Siege, Sovereignty, and the State: The Golden Hill Paugussetts and the Summer of 1993

Saturday, January 6, 2018
Atrium (Marriott Wardman Park)
Andrew D'Anieri, Colby College
Andrew Sterup, Colby College
Siege, Sovereignty and the State: the Golden Hill Paugussetts and the Summer of 1993.

This project examines the armed standoff between the Golden Hill Paugussett Indian Nation and the Connecticut state police in the summer of 1993. In what would come to be known as the Siege of 1993, state troopers surrounded the Paugussetts’ 70-acre Colchester reservation for nearly three months, where tribal war chief Moonface Bear held out with a heavily armed security force. What began as a dispute over untaxed cigarettes exploded into a battle for Indian sovereignty that attracted the attention of civil rights leaders, right wing extremists and the national media. Meanwhile, Moonface Bear’s half-brother led a rival faction of the tribe that filed lawsuits for hundreds of thousands of acres of tribal lands in southwestern Connecticut in his own struggle for sovereignty.

The Siege of ‘93 stands at the confluence of complex issues such as tribal rights to sovereign governance, racial prejudice against mixed-race Indians, and the shortcomings of bureaucratic processes for unrecognized tribes. Our research provides valuable insight into these phenomena as they relate to the historical experience of the Golden Hill Paugussetts. In order to gain such insights, we have analyzed local and national newspaper articles, legislative testimonies, letters, political cartoons, tribal documents, and conducted phone interviews with relevant individuals.

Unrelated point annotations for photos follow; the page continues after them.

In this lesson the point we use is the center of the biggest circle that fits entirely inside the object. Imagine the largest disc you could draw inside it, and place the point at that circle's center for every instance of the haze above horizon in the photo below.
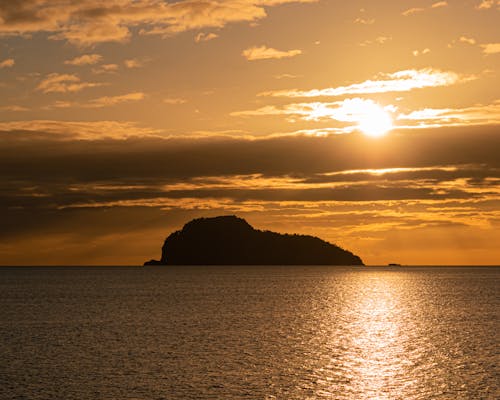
(375, 127)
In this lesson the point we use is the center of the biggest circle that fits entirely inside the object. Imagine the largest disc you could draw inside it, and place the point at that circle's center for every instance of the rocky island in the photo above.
(229, 240)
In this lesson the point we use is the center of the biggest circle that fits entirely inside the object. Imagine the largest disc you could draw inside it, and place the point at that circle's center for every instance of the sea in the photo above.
(249, 332)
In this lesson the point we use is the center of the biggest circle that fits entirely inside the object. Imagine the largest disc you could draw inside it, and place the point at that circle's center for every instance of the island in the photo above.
(230, 240)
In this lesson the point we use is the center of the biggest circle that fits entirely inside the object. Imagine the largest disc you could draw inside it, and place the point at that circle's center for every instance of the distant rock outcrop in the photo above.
(229, 240)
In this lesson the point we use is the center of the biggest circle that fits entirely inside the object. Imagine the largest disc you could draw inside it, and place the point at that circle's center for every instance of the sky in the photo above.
(374, 125)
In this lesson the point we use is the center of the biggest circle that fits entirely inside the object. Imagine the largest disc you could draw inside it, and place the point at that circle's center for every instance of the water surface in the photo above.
(249, 332)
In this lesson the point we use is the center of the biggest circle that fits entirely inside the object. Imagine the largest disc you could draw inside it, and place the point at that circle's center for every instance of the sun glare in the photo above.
(374, 121)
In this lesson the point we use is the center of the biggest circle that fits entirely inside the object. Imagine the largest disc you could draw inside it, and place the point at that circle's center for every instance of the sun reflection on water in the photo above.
(373, 362)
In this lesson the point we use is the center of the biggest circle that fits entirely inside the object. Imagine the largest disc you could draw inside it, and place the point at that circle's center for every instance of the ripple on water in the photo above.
(249, 332)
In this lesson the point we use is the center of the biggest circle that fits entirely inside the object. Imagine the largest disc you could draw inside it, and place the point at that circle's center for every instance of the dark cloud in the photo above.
(34, 156)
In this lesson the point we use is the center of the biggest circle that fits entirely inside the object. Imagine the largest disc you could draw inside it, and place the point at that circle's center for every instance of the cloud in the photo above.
(467, 40)
(205, 37)
(400, 81)
(13, 108)
(416, 10)
(8, 63)
(134, 63)
(107, 101)
(413, 10)
(90, 22)
(487, 4)
(64, 83)
(106, 69)
(351, 111)
(491, 48)
(440, 4)
(346, 187)
(377, 40)
(474, 115)
(265, 53)
(67, 131)
(364, 21)
(417, 53)
(86, 59)
(174, 100)
(286, 76)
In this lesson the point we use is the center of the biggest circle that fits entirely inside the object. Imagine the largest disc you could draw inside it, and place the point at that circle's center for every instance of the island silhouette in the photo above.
(230, 240)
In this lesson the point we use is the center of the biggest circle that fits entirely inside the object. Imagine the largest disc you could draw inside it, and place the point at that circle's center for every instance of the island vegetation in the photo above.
(229, 240)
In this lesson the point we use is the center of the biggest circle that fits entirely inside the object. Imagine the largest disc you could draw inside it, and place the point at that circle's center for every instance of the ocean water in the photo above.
(250, 333)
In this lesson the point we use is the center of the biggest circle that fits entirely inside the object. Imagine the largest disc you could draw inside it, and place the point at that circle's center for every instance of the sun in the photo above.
(374, 121)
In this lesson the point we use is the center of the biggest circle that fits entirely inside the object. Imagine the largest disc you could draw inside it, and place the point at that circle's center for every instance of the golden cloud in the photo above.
(7, 63)
(64, 83)
(265, 53)
(400, 81)
(93, 21)
(86, 59)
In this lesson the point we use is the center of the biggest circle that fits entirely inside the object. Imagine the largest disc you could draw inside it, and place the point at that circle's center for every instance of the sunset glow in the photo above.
(375, 121)
(120, 120)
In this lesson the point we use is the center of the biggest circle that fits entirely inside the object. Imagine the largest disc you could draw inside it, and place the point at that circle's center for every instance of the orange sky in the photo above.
(121, 120)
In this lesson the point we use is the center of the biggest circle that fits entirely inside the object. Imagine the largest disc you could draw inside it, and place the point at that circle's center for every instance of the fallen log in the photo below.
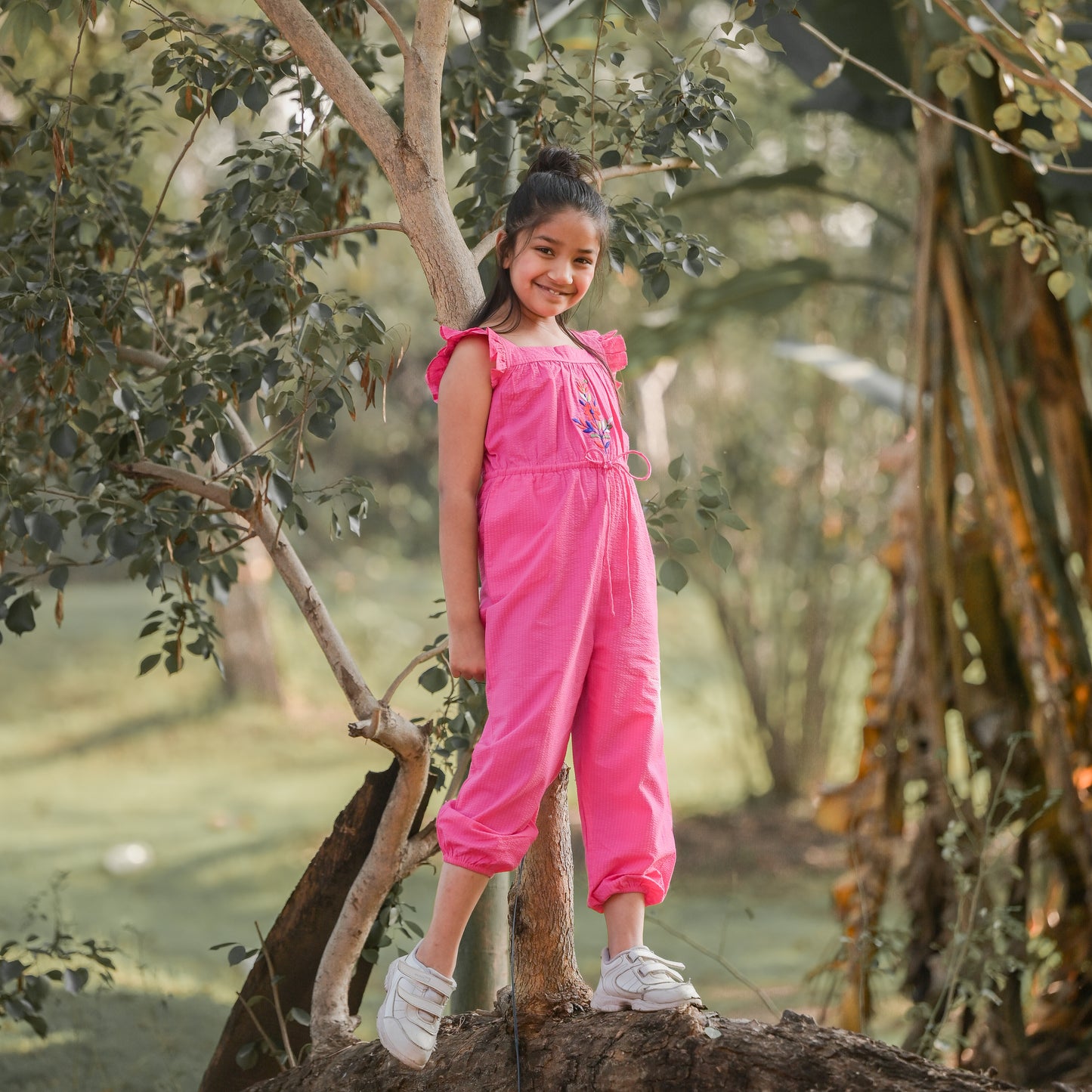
(686, 1050)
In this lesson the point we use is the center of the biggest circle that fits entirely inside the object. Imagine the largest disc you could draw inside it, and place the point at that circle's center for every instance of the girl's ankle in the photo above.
(435, 960)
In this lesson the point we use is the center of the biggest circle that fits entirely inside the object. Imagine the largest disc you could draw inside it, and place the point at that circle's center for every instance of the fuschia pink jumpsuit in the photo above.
(569, 608)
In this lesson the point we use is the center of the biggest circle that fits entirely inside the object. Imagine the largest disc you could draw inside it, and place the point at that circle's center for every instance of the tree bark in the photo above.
(299, 937)
(547, 979)
(687, 1050)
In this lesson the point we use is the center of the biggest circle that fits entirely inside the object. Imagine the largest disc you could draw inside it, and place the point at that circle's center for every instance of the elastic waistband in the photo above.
(577, 464)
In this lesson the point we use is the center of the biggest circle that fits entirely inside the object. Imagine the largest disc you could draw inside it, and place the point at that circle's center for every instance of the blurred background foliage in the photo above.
(765, 665)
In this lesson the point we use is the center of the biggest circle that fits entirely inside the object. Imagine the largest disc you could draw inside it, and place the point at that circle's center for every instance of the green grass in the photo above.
(235, 797)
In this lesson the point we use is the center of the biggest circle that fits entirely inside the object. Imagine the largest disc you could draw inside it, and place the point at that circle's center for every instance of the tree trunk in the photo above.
(481, 967)
(685, 1050)
(297, 939)
(547, 979)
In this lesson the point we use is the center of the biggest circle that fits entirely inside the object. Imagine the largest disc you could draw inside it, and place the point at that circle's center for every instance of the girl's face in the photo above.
(552, 264)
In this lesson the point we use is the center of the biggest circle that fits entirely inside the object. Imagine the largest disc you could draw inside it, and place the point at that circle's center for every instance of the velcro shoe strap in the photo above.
(425, 1004)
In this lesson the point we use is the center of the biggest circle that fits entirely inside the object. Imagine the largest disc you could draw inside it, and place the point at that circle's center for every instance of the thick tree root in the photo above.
(686, 1050)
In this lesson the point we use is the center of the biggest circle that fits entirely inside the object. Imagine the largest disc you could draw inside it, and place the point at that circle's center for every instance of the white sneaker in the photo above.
(638, 979)
(410, 1017)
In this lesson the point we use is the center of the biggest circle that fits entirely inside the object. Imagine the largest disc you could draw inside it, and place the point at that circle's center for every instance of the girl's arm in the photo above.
(466, 393)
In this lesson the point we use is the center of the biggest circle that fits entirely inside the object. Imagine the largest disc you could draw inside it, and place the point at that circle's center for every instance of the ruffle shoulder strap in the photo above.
(613, 348)
(498, 354)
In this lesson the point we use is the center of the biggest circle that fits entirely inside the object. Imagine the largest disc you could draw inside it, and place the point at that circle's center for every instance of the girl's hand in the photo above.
(466, 652)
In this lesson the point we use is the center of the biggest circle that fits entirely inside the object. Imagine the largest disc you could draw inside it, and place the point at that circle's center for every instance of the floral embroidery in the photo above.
(591, 421)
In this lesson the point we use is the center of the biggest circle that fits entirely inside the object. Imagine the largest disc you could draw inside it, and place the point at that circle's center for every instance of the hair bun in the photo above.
(557, 159)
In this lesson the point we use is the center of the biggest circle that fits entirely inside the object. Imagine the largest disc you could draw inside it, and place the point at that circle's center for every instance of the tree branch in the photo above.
(424, 73)
(998, 144)
(345, 230)
(1042, 79)
(340, 81)
(419, 849)
(181, 480)
(393, 24)
(155, 212)
(484, 246)
(628, 169)
(419, 659)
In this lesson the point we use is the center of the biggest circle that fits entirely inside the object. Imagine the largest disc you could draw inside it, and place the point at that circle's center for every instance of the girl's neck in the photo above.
(533, 331)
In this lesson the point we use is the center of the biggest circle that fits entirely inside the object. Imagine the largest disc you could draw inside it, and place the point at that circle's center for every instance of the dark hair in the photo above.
(558, 179)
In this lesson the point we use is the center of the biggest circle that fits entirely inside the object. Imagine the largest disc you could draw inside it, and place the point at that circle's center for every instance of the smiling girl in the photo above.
(537, 498)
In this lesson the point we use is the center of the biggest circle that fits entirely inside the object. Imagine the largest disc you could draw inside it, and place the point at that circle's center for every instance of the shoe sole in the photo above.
(618, 1005)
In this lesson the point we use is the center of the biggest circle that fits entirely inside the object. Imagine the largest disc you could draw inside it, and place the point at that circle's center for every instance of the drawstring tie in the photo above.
(599, 458)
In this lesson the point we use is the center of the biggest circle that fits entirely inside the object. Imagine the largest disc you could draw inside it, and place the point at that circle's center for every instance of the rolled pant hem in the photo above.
(469, 844)
(652, 889)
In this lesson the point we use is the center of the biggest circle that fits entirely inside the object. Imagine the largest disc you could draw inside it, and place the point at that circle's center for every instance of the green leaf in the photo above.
(63, 441)
(224, 103)
(45, 529)
(722, 552)
(242, 495)
(247, 1056)
(673, 576)
(954, 80)
(982, 64)
(255, 96)
(271, 320)
(20, 618)
(435, 679)
(237, 954)
(1007, 116)
(767, 41)
(263, 234)
(321, 425)
(76, 979)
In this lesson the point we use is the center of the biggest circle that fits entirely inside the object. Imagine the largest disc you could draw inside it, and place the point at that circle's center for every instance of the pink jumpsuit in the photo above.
(569, 608)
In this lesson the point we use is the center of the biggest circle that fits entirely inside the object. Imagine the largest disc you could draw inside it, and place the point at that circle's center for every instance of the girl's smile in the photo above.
(552, 269)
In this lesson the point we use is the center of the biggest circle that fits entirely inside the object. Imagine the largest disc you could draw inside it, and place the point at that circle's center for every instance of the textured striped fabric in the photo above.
(569, 606)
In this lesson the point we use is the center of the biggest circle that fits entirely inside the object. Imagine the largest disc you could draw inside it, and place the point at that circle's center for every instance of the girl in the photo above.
(535, 493)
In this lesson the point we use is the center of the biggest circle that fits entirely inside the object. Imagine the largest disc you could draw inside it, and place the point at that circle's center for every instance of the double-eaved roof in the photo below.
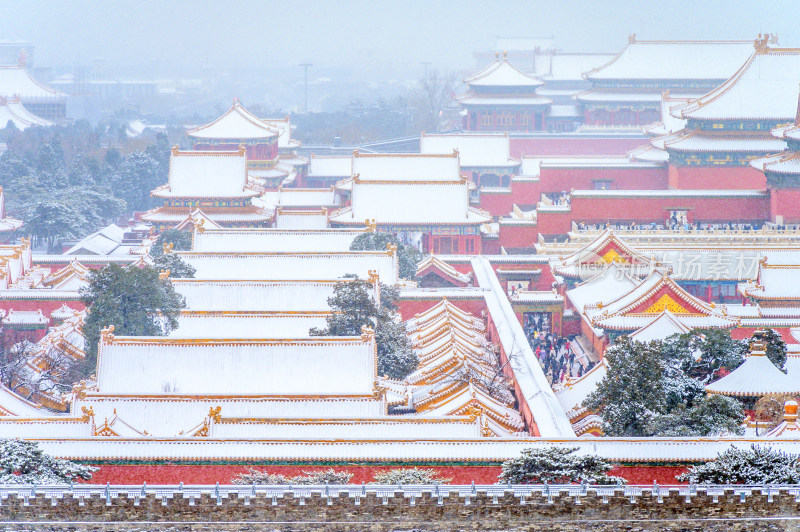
(475, 150)
(238, 124)
(674, 60)
(765, 87)
(207, 174)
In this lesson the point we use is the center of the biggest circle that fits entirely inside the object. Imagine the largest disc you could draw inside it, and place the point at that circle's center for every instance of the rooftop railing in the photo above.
(463, 494)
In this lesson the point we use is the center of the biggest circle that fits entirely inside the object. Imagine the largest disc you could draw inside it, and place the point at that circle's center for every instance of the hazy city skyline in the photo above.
(381, 36)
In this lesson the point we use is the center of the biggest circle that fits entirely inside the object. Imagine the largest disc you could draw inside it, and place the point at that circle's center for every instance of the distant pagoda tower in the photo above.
(503, 98)
(239, 127)
(214, 181)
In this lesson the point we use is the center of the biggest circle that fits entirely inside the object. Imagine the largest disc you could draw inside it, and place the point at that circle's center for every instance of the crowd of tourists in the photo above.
(554, 352)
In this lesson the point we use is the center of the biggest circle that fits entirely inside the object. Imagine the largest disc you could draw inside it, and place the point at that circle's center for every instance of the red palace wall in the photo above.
(500, 203)
(649, 209)
(785, 202)
(719, 178)
(410, 307)
(565, 179)
(518, 236)
(258, 152)
(555, 223)
(574, 145)
(225, 473)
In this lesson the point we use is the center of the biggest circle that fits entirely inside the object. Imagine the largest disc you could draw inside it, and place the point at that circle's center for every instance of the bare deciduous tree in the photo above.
(434, 93)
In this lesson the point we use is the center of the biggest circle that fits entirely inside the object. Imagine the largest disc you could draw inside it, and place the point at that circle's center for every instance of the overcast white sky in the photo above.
(390, 33)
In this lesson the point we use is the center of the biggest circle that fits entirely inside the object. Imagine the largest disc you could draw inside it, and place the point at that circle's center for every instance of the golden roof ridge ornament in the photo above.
(107, 335)
(367, 333)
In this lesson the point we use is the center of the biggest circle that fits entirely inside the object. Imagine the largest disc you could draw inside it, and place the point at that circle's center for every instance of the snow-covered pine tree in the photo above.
(556, 465)
(23, 462)
(756, 465)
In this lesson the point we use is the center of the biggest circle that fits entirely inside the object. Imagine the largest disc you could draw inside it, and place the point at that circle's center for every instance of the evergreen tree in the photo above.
(353, 306)
(180, 240)
(776, 347)
(556, 465)
(409, 475)
(134, 300)
(647, 392)
(756, 465)
(407, 257)
(23, 462)
(633, 391)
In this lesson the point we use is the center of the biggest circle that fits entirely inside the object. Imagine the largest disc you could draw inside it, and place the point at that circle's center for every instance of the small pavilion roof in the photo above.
(608, 285)
(764, 88)
(573, 392)
(501, 73)
(435, 266)
(475, 150)
(788, 428)
(664, 326)
(283, 126)
(13, 111)
(237, 123)
(207, 174)
(605, 249)
(756, 377)
(679, 60)
(773, 282)
(783, 163)
(649, 299)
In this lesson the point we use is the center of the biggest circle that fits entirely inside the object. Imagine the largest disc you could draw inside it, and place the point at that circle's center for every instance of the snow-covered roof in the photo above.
(699, 193)
(573, 392)
(255, 296)
(236, 123)
(14, 111)
(207, 174)
(407, 167)
(471, 98)
(232, 240)
(709, 142)
(664, 326)
(764, 88)
(102, 242)
(567, 66)
(298, 198)
(156, 365)
(15, 80)
(669, 124)
(756, 377)
(292, 265)
(606, 286)
(12, 404)
(432, 264)
(783, 163)
(678, 60)
(773, 282)
(301, 219)
(247, 324)
(533, 386)
(284, 128)
(649, 299)
(73, 276)
(414, 189)
(501, 73)
(333, 166)
(474, 150)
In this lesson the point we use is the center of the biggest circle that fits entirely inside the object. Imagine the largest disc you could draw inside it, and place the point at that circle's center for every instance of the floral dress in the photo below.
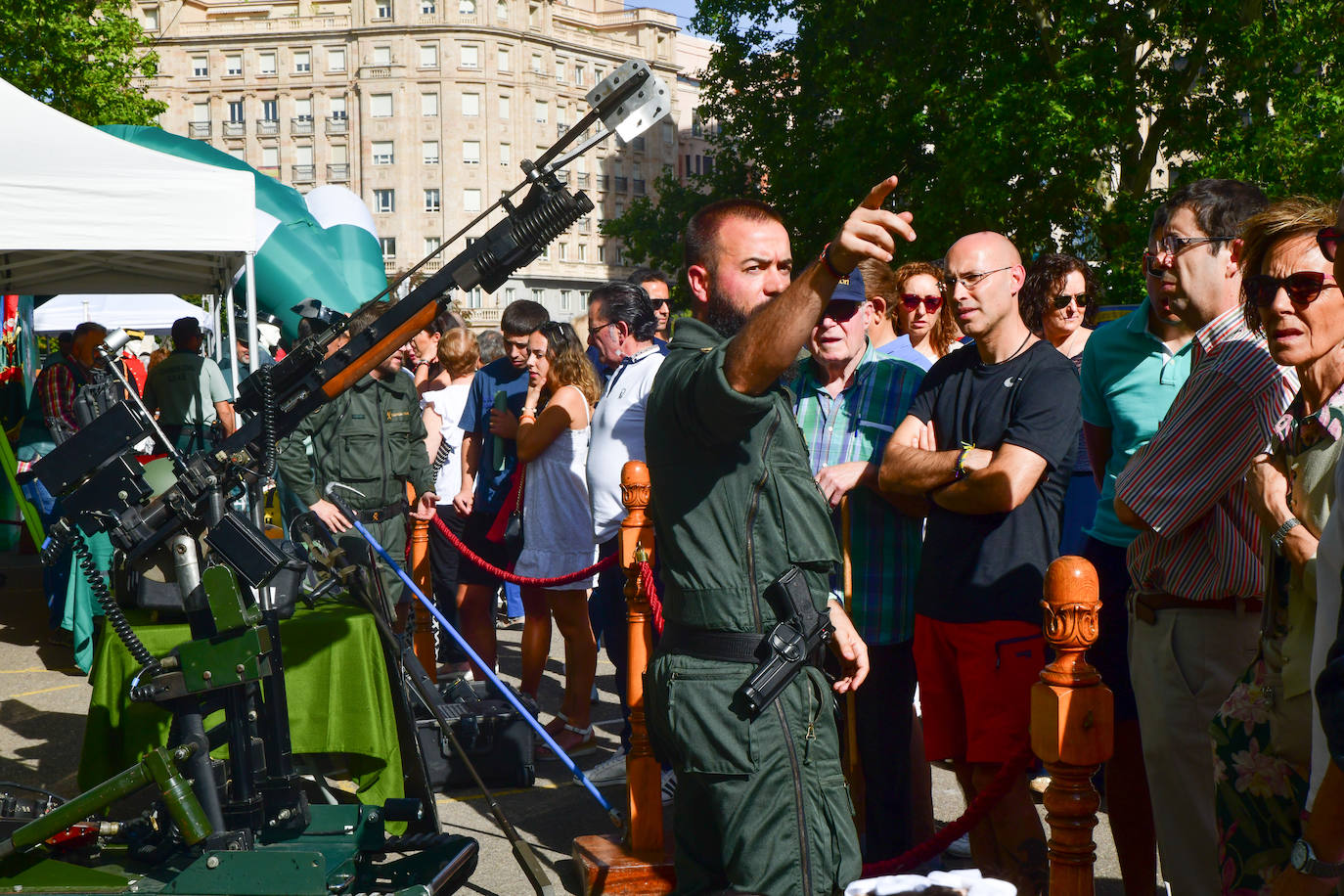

Our research has pulled the Siege of ‘93 from historical obscurity into the light of modern academia, where its significance can be studied and debated. Being a tribe of less than one hundred people, very few academic studies have examined the Golden Hill Paugussetts, and even fewer have looked specifically at the Siege of ‘93. In this way, our work this summer represents a unique contribution not only to Connecticut or New England history, but also to modern Native American history.